The Legacies could be read only in combination with information in the Restorer—ancient text-codes gotten from the Galactic Library. The story was snaky, convoluted, understandable only by combining a variety of sources. Stitching it together, Killeen had finally understood some of his own history.
The earliest intelligent life in the galaxy, who had produced the early mechs, knew the dangers inherent in the timeless conflict between the two forms. Mechs could redesign themselves, improve and sculpt their bodies and minds alike. The organic forms were slower, reluctant to wrench themselves away from the modes that evolution had wrought. They altered their culture, but not their substrate—brains and bodies.
Inevitably, they fell behind the rapid pace of their own creations. And they knew they were flagging. They wanted a trump card. The First Command.

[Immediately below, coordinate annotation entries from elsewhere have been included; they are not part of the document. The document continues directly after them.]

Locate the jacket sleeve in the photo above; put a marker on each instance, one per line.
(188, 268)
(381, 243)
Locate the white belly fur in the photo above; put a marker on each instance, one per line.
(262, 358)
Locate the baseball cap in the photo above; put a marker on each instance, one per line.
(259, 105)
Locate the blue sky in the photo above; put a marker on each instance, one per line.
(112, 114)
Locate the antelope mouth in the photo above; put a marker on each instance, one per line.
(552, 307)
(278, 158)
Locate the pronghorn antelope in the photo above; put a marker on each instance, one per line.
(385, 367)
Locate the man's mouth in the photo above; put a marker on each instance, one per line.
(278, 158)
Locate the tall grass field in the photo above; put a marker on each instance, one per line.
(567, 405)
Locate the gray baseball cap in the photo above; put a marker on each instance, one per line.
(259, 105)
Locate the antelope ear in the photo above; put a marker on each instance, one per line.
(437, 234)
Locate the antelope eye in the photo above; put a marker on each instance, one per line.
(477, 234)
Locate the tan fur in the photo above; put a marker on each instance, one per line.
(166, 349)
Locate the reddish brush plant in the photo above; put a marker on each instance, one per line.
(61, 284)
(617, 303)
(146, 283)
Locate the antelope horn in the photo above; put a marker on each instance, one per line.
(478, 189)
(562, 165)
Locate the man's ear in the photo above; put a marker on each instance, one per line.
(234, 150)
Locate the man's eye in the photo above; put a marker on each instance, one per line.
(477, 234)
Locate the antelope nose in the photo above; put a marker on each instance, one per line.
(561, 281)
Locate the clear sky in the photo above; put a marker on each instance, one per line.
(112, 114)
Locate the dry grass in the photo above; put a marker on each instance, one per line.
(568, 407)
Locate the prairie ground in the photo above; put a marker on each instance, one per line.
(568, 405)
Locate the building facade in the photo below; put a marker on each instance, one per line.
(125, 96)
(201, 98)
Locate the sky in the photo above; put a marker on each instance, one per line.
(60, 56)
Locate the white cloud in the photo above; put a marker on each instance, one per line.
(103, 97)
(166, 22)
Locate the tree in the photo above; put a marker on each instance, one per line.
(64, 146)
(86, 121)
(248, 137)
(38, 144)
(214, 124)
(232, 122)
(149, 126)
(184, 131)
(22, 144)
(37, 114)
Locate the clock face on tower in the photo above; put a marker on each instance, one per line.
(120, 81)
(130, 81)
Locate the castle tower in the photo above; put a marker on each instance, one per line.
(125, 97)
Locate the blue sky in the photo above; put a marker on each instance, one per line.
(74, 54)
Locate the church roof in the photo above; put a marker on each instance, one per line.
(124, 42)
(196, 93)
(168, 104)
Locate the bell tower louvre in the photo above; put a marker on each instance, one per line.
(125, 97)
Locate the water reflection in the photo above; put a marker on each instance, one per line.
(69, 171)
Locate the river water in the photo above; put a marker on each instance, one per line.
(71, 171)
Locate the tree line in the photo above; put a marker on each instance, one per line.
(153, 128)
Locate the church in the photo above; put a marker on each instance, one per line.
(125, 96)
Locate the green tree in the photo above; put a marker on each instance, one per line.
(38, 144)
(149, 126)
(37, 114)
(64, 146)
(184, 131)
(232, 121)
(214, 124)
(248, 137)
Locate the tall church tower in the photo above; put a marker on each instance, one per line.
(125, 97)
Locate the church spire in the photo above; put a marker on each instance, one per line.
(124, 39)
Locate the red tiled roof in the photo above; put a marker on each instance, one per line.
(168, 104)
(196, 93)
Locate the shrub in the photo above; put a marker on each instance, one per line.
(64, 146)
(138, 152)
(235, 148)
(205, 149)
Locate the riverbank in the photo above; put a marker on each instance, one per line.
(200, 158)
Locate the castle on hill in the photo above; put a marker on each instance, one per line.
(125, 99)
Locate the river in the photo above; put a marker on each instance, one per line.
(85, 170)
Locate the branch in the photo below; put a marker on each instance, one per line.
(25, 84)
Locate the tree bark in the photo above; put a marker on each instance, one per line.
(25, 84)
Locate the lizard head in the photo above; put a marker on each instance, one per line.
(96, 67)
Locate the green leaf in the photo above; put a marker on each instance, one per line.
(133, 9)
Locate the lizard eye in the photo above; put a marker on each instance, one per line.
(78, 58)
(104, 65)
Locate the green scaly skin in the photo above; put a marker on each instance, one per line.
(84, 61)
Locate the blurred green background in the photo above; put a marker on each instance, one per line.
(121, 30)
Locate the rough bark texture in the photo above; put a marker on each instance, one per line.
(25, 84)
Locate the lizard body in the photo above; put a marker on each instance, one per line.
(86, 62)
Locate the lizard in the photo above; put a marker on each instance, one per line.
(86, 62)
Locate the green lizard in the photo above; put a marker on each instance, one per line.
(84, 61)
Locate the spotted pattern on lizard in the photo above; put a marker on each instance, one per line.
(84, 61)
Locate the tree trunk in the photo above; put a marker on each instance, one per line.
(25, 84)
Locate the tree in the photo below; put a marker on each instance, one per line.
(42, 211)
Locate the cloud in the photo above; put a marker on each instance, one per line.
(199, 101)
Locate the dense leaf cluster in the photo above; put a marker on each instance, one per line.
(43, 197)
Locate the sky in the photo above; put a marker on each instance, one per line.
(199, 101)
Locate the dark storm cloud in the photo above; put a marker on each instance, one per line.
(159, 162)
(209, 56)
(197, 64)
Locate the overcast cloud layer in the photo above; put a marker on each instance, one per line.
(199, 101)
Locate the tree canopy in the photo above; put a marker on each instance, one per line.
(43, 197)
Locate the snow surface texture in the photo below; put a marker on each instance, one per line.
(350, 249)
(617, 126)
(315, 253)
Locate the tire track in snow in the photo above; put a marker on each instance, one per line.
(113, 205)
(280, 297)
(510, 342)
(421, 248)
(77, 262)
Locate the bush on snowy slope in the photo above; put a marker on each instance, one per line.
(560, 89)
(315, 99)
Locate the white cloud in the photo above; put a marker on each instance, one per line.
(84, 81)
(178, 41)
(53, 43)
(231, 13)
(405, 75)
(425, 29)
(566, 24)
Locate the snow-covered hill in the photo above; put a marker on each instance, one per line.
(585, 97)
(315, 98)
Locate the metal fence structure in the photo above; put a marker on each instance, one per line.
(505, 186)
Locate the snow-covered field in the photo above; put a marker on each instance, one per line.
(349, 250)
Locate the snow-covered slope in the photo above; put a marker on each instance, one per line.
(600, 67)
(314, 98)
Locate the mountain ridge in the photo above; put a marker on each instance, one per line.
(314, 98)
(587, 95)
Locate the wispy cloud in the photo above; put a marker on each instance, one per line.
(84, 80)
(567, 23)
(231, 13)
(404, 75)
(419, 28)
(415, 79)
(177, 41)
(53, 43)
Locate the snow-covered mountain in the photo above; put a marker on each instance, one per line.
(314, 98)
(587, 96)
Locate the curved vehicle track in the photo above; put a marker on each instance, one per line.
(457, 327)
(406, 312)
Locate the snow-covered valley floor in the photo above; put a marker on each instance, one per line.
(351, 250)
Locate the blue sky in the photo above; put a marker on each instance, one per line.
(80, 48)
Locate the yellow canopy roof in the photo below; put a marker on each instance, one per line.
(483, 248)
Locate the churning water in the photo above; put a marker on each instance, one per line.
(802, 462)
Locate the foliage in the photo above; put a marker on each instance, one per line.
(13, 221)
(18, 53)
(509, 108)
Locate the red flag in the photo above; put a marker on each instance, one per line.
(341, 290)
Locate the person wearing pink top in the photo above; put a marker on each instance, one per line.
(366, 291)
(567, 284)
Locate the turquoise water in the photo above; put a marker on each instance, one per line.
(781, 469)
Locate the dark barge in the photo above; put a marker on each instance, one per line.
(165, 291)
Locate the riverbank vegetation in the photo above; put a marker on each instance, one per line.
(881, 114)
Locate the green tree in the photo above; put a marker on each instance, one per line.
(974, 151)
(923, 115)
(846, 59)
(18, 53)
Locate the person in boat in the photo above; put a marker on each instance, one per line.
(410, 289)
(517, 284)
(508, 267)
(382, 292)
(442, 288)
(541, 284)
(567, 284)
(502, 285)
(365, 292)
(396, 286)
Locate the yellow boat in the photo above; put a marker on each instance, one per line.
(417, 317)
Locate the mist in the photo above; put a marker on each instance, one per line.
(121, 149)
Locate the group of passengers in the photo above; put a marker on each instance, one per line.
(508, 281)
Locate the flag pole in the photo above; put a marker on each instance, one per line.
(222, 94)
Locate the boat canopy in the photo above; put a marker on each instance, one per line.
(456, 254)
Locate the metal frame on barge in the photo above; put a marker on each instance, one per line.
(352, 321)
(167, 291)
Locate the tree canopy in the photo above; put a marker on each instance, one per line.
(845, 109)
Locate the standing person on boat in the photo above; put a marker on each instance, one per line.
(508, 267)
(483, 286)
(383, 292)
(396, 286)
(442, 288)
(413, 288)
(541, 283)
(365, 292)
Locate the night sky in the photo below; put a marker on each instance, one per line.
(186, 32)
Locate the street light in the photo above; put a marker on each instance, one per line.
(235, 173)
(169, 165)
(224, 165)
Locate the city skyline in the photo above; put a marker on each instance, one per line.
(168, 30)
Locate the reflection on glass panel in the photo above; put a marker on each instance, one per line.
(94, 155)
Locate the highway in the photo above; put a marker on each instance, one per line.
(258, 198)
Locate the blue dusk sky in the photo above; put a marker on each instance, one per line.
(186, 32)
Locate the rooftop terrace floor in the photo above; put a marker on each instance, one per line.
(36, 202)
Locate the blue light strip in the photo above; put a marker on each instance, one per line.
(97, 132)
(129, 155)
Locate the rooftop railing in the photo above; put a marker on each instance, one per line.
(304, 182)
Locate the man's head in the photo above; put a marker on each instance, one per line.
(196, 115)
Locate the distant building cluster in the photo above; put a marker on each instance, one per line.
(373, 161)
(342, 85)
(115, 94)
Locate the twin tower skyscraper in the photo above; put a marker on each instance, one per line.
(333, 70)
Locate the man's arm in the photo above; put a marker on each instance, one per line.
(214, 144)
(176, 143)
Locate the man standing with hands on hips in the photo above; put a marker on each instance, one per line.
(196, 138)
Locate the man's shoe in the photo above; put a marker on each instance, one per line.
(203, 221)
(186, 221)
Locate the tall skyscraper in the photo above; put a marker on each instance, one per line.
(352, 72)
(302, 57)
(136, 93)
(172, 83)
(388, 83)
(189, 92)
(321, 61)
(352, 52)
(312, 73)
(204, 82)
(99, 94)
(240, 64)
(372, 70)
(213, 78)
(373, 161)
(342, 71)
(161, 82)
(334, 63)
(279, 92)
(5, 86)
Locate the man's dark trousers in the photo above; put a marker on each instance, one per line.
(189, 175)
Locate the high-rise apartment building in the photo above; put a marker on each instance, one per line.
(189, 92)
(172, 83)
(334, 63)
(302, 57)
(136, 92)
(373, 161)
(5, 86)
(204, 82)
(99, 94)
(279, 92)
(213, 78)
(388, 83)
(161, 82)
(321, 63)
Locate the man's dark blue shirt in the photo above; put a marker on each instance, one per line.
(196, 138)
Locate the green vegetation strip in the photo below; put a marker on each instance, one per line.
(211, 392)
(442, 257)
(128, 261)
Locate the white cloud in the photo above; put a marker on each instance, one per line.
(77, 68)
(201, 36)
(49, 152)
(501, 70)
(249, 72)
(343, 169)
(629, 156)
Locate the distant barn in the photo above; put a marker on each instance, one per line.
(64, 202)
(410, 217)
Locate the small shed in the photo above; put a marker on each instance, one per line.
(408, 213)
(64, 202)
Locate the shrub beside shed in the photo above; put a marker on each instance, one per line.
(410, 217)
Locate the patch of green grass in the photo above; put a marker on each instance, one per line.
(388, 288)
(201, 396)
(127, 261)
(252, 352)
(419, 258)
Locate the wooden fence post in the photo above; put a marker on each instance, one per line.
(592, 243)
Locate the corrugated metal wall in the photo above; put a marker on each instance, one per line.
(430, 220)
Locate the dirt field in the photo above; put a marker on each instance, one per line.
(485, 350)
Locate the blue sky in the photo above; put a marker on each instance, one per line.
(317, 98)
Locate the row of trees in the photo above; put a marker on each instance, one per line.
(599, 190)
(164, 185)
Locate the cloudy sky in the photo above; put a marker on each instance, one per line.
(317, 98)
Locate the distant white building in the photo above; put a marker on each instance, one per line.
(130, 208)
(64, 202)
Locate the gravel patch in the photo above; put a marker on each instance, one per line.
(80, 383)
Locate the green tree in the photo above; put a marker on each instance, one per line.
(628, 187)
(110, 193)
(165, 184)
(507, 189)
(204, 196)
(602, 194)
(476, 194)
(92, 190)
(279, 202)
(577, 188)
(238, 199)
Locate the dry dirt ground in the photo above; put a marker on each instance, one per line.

Deep in the inner design codes of those early machines, the ancients embedded a First Command that could not even in principle be detected by the mechs themselves. The hiding of the First Command, so that each mech carried it as a deep operating system, yet could not access it, was the greatest creation of some unknown ancient scientist.
The effect was subtle. Activated, the First Command codes brought great pleasure. Then, death by ecstasy.
Mechs who turned against their Natural forebears could then be destroyed, by the trigger codes that activated the First Command.
That checked with what the Mantis chose to reveal. Killeen had warily listened to it, while carefully trying not to think about the unspoken.
What it had not said was that if another trigger code was activated from outs
ide—the Second Command—the mech felt the impulse to convey its sublime joy to others. Then pleasure became a plague. Death came far faster.
But this method had failed in the far past. Information about how to activate the First Command was lost—by accident, perhaps. Or by a change of heart, or faltering will, among the early Naturals.
Except . . . some ancients had deliberately scattered the First Command. They stored it where organic intelligence could always carry information: their own genetic codes.
The Legacies had a bit of it. The rest resided in the coiled long molecules within every single cell of organic races. It must have seemed a perfect way to keep the crucial information available to all who might need it.